City planners opened a joint public hearing on a rezoning request to allow a 10-acre overnight recreational development (RV park with cabins) off Stagecoach Road. Staff flagged narrow lane widths, aging pavement and potential frontage improvements; no rezoning decision was recorded.

The Bristol City Council and Planning Commission on April 8 held a joint public hearing on a zoning map amendment request (ZMA-2025) to rezone roughly 5.1 acres of Parcel 230-6-1 along Stagecoach Road from R-1 (single-family residential) to B-3 (general commercial) so the owners can combine it with an adjacent B-3 parcel and meet a 10-acre minimum for an overnight recreational development.

Staff and the applicant described the proposal as an overnight recreational development — essentially an RV campground with cabins. Jake Chandler, public works director, said the preliminary program would include 20 RV spaces and 10 cabins, plus common areas and restrooms.

City staff told the council that the rezoning is only the first step. If rezoned, the owner would need to combine or subdivide lots and then submit a site plan meeting the city’s development standards. Chandler said stormwater, erosion-control and any required environmental permits must be approved before development proceeds.

The staff traffic review estimated low trip generation for the use — an industry-standard 76% occupancy projects about six morning peak-hour trips and about 10 evening peak-hour trips — but flagged local constraints on Stagecoach Road. Chandler said the road is two lanes about 20 feet wide (10-foot lanes), has 4–5 inches of brittle asphalt and an uncertain stone base; larger RVs will need wider driveway entrances and possibly frontage work by the developer. He said any extension of water or sewer would be at the developer’s expense and that BVU (utility) had not provided comments to staff at the time of the report.

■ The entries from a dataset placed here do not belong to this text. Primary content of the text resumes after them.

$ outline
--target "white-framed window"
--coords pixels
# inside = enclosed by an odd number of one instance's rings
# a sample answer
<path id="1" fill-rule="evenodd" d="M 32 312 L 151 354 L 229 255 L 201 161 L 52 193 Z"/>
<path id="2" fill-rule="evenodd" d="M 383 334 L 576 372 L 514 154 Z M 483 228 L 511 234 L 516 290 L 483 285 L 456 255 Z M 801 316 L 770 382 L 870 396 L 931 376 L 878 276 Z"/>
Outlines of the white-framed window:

Public-safety and service departments provided conditional comments: Fire Marshal Eric Blevins said hydrant locations and BVU projected flows were acceptable for the proposed use; Recreation Superintendent Danny Hill warned the facility could affect rentals at Sugar Hollow Park; public works said the development would likely trigger land-disturbance permitting and stormwater treatment because it likely would disturb more than 10,000 square feet.

The council opened and closed the public hearing; the planning commission likewise opened and closed its meeting. No rezoning decision or council vote on ZMA-2025 was recorded during the April 8 meeting; the item remains pending the formal rezoning process and any subsequent site-plan review.